聞く耳を持たないギガイへの説得を諦めて、助けを求めるように、レフラはそばにいるリュクトワスへ視線を向けた。
だが返ってきたのは苦笑交じりの笑顔だけだった。
黒族では族長が絶対的な存在だということは、もうレフラだって分かっている。自分がギガイへするような対応は、他の民にとっては本当にありえないことなのだろう。
だからギガイ相手に共に説得してくれるなんて、もとより期待ができない事は分かっていた。それでも状況も何も分からないまま視線にさらされていてはレフラだって気が滅入ってしまうのだ。味方が1人も居ないのではツラくなる。レフラは思わずガクッと肩を落とした。

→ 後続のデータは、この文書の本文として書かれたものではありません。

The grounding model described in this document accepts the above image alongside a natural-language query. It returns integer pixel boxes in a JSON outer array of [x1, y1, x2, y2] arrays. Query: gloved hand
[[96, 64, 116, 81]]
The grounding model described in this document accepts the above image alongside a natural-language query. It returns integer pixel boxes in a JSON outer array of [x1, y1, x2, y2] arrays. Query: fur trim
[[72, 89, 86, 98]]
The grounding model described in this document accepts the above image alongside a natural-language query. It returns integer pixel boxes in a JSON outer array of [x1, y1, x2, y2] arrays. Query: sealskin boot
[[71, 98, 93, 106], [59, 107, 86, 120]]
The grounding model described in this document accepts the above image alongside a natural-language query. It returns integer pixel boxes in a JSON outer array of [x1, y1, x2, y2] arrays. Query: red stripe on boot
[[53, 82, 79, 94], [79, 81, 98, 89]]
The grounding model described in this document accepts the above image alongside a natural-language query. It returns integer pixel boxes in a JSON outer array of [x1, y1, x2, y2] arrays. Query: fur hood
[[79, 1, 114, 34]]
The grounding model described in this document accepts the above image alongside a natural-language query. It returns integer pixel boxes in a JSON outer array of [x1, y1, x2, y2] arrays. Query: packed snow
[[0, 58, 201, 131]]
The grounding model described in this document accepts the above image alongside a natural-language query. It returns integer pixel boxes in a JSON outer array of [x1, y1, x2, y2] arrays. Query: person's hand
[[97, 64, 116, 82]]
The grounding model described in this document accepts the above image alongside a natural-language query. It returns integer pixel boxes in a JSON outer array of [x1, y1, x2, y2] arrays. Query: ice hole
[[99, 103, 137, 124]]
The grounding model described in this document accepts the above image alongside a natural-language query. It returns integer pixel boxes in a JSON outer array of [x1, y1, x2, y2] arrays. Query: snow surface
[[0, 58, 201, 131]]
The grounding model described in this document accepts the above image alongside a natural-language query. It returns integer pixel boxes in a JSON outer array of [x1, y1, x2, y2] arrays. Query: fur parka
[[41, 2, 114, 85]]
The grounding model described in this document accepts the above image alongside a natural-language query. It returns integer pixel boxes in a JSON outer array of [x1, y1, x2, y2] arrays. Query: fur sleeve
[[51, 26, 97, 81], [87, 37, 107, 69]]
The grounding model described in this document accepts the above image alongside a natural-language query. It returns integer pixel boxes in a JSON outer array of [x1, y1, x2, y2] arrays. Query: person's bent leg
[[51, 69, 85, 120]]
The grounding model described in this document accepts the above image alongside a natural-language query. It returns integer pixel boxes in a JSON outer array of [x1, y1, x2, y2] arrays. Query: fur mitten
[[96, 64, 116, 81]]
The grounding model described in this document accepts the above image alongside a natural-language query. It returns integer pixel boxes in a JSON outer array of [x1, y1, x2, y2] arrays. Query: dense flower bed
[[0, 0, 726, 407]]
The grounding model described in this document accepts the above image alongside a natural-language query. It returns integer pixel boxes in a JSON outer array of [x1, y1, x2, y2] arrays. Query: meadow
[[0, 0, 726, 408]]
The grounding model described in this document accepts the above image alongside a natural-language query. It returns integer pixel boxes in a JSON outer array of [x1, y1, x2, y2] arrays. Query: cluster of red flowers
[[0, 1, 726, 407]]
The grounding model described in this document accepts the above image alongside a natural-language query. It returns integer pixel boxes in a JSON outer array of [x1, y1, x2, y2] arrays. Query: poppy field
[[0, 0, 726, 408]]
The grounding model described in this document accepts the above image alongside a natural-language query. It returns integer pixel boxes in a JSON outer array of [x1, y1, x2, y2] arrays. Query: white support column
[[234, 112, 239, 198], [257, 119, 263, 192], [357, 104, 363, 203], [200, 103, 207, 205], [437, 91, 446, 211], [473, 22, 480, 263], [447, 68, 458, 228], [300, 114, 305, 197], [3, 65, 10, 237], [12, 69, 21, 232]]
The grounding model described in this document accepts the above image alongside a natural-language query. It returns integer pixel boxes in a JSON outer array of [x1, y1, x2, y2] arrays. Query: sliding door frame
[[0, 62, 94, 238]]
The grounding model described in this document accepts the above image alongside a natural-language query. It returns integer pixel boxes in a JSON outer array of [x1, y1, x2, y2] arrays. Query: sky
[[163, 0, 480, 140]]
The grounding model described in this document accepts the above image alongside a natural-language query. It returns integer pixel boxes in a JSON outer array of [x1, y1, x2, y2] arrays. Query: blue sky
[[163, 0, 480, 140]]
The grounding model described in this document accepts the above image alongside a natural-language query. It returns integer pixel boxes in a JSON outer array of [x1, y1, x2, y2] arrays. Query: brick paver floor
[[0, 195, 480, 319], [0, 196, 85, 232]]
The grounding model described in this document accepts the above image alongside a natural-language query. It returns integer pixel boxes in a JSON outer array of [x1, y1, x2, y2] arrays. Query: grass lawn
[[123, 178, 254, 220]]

そんなレフラへ向かって、もう一度リュクトワスが苦笑を浮かべていた。
「ギガイ様、一度そちらを終えられましたら休憩を挟んで頂くのがよろしいかと存じます」
はっきりとした味方はできなくても、手助けはしてくれるらしい。
突然のリュクトワスの言葉に訝しげな顔を上げたギガイへ、リュクトワスが視線だけでレフラの存在を訴えていた。
「さすがに通しとなると、お辛いかと存じます」
ようやくギガイの視線が向けられて、レフラがコクコクと何度も頷いてみせる。せっかく与えてもらえたチャンスにレフラは必死な状態だった。